Justice is blind. Just like the governor.
David Paterson, the accidental governor of New York State, is making it easier and easier for the Republicans to win back the governorship in 2010. At first he drew high approval numbers for the way he stepped into the state's highest office after Elliot Spitzer, his predecessor and fellow Democrat, resigned from office over issues related to his dalliance in a Washington, D.C., hotel room with a paid escort. And people took his side when NBC's Saturday Night Live, sometimes the arbiter of the nation's political humor, poked fun at his being legally blind in a sketch that was anything but funny.
But then Paterson himself performed in a skit where he mocked a person with disabilities, which sort of destroys the claim to moral outrage he wielded to good effect following the SNL incident. And now, reports the New York Post, Paterson has just cost New York State taxpayers $300,000 as the result of a racial discrimination lawsuit.

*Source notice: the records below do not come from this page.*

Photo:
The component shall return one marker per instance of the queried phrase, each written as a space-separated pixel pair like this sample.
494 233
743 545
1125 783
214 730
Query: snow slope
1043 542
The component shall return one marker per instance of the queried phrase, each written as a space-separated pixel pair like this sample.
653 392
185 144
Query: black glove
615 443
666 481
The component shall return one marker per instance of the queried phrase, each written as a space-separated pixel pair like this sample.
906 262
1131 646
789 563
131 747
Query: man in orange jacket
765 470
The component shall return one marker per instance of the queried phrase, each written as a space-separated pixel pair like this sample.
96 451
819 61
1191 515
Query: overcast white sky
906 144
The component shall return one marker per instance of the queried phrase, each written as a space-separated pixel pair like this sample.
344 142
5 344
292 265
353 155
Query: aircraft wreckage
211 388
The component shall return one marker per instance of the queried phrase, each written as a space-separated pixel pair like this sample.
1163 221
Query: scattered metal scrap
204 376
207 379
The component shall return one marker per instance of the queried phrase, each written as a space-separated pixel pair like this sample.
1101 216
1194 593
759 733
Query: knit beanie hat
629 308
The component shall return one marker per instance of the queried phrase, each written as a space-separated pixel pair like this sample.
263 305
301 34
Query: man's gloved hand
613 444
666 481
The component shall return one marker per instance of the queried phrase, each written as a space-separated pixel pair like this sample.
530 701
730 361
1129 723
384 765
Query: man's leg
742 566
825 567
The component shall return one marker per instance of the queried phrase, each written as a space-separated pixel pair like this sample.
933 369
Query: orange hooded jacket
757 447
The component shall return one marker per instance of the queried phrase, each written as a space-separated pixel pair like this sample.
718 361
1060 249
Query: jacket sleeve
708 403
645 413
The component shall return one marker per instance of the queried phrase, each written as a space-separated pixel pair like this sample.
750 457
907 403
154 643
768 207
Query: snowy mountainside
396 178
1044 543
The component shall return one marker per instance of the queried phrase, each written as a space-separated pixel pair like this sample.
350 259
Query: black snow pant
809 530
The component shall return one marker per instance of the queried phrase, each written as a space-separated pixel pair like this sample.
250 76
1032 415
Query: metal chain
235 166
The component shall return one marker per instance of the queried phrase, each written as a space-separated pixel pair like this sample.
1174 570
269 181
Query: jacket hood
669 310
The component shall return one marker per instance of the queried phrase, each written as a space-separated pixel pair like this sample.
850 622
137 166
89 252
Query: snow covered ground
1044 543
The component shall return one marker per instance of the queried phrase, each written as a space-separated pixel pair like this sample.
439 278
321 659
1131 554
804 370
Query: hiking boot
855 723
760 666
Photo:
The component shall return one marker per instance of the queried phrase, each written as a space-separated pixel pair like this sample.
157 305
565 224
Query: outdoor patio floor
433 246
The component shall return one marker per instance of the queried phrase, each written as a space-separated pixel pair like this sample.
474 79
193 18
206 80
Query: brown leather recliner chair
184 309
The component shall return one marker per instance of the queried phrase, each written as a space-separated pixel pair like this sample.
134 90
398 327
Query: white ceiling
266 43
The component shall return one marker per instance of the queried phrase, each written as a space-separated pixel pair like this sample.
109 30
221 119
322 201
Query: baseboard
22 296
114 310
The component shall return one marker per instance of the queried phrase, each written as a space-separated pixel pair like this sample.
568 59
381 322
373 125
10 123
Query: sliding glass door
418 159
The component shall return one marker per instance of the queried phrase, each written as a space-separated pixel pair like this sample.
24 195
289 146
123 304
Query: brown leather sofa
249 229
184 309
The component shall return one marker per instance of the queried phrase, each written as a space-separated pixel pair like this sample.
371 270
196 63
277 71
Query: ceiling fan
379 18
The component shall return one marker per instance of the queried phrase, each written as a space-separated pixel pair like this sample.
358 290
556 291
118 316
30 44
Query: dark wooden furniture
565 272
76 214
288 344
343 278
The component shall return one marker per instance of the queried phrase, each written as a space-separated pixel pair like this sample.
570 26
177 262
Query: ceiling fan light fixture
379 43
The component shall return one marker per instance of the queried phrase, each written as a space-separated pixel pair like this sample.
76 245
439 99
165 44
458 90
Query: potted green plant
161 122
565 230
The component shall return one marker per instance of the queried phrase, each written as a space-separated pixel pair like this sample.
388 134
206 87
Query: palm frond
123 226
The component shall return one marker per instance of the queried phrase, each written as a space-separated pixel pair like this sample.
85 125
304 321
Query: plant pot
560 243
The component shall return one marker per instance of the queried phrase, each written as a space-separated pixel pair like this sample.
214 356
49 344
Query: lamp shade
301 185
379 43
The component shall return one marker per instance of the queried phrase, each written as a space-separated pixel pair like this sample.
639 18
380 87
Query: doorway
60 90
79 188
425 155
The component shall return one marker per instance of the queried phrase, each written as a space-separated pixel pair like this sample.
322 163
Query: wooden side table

The lawsuit accused Paterson, the former Democratic leader of the New York State Senate, of firing a white Senate photographer so that a black photographer could be hired in his place. And to make matters worse, the Post reported, Paterson claimed in a sworn deposition that he didn't see well enough to have fired the photographer because of his race. A spokesman for Paterson later dismissed the comment as "a quip, a joke."
The settlement ends a civil-rights action first filed in 2005 by a 26-year Senate employee who claimed he was fired from his $34,000-a-year job as a photographer two years earlier and replaced by a black employee, El-Wise Noisette.